认为您可能对“按摩”数据进行的操作包括:

  • Change formats from what the source system emits to what the target system expects, e.g. change date format from d/m/y to m/d/y.
  • replace missing values with defaults, e.g. Supply "0" when a quantity is not given.
  • Filter out records that not needed in the target system.
  • Check validity of records, and ignore or report on rows that would cause an error if you tried to insert them.
  • Normalise data to remove variations that should be the same, e.g. replace upper case with lower case, replace "01" with "1".
  • 将源系统发出的格式更改为目标系统所期望的格式,例如将日期格式从 d/m/y 更改为 m/d/y。
  • 用默认值替换缺失值,例如当没有给出数量时提供“0”。
  • 过滤掉目标系统中不需要的记录。
  • 检查记录的有效性,并忽略或报告如果您尝试插入它们会导致错误的行。
  • 标准化数据以去除应该相同的变化,例如用小写替换大写,用“1”替换“01”。

回答by HLGEM

And finally there is the less savory practice of massaging the data by throwing out data (or adjusting the numbers) when they don't give you the answer you want. Unfortunately people doing statistical analysis often massage the data to get rid of those pesky outliers which disprove their theory. Because of this practice referring to data cleaning as massaging the data is inappropriate. Cleaning the data to make it something that can go into your system (getting rid of meaningless dates like 02/30/2009 because someone else stored them in varchar instead of as dates, separating first and last names into separate fields, fixing all uppercase data, adding default values for fields that require data when the supplied data isn't given, etc.) is one thing - massaging the data implies a practice of adjusting the data inappropriately.

最后,当数据没有给你想要的答案时,通过丢弃数据(或调整数字)来按摩数据是一种不太可口的做法。不幸的是,做统计分析的人经常对数据进行处理,以去除那些反驳他们理论的讨厌的异常值。由于这种将数据清理称为按摩数据的做法是不合适的。清理数据以使其可以进入您的系统(摆脱无意义的日期,例如 02/30/2009,因为其他人将它们存储在 varchar 而不是日期中,将名字和姓氏分隔到单独的字段中,修复所有大写数据,在未提供提供的数据时为需要数据的字段添加默认值等)是一回事 - 按摩数据意味着不恰当地调整数据的做法。

Also to comment on the idea that it is bad to have an internal store if you are not changing any data, I strongly disagree with this (and I have have loaded thousands of files from hundreds of sources through the years. In the first place, there is virtually no data that doesn't need to at least be examined for for cleaning. And if it was ok in the first run doesn't guarantee that a year later it won't be putting garbage into your system. Loading any file without first putting it into a staging table and cleaning it is simply irresponsible.

还要评论如果您不更改任何数据就拥有内部存储是不好的想法,我强烈不同意这一点(并且多年来我已经从数百个来源加载了数千个文件。首先,几乎没有数据不需要至少检查以进行清理。如果第一次运行没问题,并不能保证一年后它不会将垃圾放入您的系统。加载任何文件不先把它放在临时台上并清洁它,这简直是不负责任的。
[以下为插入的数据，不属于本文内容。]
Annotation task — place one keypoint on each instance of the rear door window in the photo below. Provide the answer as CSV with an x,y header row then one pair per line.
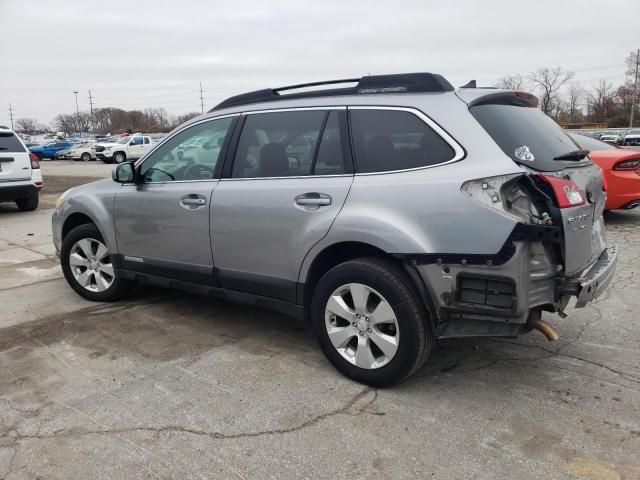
x,y
387,140
278,144
527,135
10,143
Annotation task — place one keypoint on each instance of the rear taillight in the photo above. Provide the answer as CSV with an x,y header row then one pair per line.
x,y
566,191
605,185
632,164
35,163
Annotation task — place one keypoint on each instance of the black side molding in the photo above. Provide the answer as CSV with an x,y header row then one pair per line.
x,y
521,232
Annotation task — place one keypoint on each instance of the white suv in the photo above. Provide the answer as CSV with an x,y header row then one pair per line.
x,y
126,148
20,175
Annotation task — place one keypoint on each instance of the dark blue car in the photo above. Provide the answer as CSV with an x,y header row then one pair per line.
x,y
49,150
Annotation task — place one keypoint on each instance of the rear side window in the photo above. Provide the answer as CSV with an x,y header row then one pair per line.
x,y
387,140
278,144
10,143
527,135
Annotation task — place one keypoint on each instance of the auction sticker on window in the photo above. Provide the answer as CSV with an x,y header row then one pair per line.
x,y
523,153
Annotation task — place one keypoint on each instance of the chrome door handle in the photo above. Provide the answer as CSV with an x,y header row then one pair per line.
x,y
313,199
193,201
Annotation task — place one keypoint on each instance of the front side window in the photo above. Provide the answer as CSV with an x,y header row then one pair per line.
x,y
387,140
192,154
278,144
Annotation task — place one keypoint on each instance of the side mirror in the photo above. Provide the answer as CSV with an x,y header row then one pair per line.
x,y
124,173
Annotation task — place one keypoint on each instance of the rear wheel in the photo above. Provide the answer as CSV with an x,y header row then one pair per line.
x,y
87,265
370,322
28,202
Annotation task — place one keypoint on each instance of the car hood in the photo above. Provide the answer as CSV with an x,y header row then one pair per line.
x,y
607,158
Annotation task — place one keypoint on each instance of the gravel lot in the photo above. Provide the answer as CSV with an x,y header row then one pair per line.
x,y
168,385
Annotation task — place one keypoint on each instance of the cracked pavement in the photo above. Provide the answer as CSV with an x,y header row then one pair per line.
x,y
169,385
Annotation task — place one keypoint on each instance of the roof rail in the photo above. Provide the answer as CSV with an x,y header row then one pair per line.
x,y
398,83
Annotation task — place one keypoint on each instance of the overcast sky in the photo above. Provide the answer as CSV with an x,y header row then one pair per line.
x,y
154,54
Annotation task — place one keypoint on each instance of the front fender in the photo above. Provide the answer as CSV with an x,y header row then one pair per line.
x,y
95,200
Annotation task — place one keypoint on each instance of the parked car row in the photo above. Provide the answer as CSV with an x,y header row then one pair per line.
x,y
108,149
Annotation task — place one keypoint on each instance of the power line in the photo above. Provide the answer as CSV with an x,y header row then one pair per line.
x,y
201,99
91,108
635,90
11,115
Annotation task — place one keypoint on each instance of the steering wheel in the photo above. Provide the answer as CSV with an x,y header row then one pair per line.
x,y
203,172
154,169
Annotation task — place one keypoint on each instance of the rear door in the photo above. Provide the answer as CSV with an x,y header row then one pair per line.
x,y
533,140
14,158
290,176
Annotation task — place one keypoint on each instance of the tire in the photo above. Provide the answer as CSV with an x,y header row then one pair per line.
x,y
91,275
409,330
29,202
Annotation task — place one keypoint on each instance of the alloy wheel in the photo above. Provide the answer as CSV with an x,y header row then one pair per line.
x,y
362,326
91,265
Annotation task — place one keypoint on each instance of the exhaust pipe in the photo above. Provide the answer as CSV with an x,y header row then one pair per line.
x,y
545,328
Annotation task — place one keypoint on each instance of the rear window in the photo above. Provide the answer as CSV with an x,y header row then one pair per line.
x,y
10,143
527,135
387,140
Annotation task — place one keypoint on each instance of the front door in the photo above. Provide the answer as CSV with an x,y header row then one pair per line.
x,y
291,175
162,221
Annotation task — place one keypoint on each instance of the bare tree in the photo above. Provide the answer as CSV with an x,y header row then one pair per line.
x,y
27,125
512,82
549,81
575,95
601,101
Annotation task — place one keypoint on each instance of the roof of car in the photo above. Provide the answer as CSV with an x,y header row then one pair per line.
x,y
422,82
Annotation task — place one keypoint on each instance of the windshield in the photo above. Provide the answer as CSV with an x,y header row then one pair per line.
x,y
591,144
527,135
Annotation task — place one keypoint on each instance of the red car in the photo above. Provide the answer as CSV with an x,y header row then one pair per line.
x,y
621,169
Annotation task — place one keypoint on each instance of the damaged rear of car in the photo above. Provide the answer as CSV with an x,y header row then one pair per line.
x,y
557,249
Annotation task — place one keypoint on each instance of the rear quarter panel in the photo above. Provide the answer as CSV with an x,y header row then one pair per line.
x,y
424,211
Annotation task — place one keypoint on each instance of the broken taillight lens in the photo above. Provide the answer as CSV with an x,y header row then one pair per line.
x,y
35,163
632,164
566,191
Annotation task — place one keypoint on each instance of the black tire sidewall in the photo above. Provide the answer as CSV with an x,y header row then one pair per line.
x,y
114,292
411,322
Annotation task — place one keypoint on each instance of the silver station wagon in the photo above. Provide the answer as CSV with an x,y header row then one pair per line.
x,y
387,210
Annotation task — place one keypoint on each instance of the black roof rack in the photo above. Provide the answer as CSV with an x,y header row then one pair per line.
x,y
399,83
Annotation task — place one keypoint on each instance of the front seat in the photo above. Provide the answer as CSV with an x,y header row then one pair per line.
x,y
273,161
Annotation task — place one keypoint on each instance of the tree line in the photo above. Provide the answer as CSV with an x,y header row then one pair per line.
x,y
570,102
566,100
108,120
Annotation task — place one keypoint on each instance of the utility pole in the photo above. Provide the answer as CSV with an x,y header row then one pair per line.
x,y
635,90
202,98
11,115
91,109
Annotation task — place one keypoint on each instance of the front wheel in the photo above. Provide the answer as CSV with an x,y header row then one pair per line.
x,y
370,322
87,265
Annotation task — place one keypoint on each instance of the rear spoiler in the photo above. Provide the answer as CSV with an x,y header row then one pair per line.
x,y
518,99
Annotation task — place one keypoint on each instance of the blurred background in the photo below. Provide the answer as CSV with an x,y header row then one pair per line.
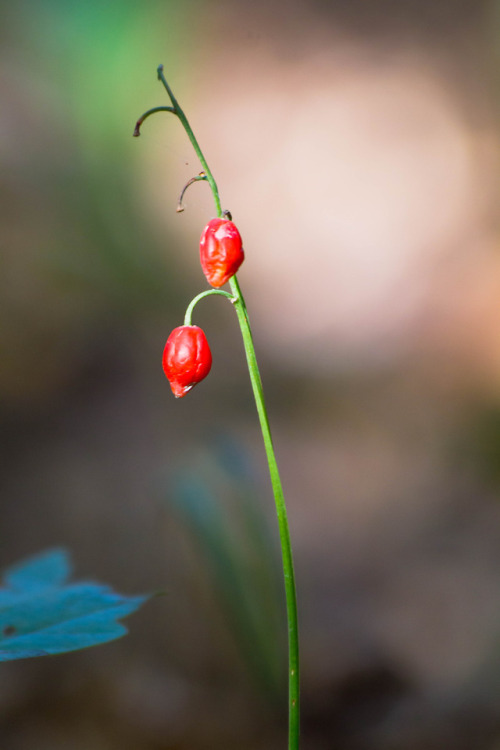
x,y
357,147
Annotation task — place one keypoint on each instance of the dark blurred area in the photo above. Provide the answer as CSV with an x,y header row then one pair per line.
x,y
357,146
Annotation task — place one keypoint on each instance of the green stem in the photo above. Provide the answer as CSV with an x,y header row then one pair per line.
x,y
284,532
194,302
187,127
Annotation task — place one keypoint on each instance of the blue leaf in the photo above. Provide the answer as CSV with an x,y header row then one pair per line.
x,y
41,614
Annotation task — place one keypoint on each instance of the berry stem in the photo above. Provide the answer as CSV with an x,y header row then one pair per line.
x,y
284,532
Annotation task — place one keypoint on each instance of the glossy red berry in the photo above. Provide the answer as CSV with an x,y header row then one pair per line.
x,y
187,359
221,251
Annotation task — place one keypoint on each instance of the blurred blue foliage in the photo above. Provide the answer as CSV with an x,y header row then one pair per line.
x,y
41,614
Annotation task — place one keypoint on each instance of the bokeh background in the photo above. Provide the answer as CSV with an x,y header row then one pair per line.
x,y
357,146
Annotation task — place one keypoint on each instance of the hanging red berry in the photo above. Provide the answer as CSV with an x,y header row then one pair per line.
x,y
221,251
187,359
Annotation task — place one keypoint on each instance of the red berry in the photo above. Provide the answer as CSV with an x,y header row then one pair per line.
x,y
221,251
187,359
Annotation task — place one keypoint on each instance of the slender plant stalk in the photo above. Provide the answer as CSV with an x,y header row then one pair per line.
x,y
286,547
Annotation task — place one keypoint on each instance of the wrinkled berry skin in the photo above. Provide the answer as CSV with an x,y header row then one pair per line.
x,y
187,359
221,251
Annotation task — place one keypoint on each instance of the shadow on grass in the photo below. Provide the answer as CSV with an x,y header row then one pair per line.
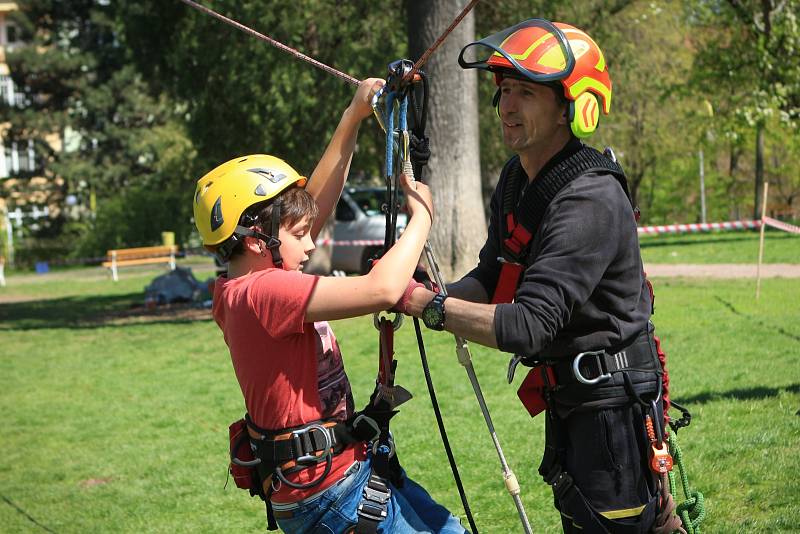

Also we find it easier to research issues with data if we can see easily the contents of the file we loaded in a staging table. Then we can pinpoint exactly which file/source gave us the data in question and that resolves many issues where the customer thinks we loading bad information that they actually sent us to load. In fact we always use two staging tables, one for the raw data as it came in from the file and one for the data after cleaning but before loading to the production tables. As a result I can resolve issues in seconds or minutes that would take hours if I had to go back and search through the original files. Because one thing you can guarantee is that if you are importing data, there will be times when the content of that data will be questioned.

此外,如果我们可以轻松查看加载到临时表中的文件的内容,我们会发现更容易研究数据问题。然后我们可以准确地确定哪个文件/源给了我们有问题的数据,这解决了许多问题,客户认为我们加载了他们实际发送给我们加载的错误信息。事实上,我们总是使用两个临时表,一个用于从文件中传入的原始数据,另一个用于清理后但在加载到生产表之前的数据。因此,如果我不得不返回并搜索原始文件,我可以在几秒钟或几分钟内解决问题,而这可能需要几个小时。因为您可以保证的一件事是,如果您正在导入数据,有时会质疑该数据的内容。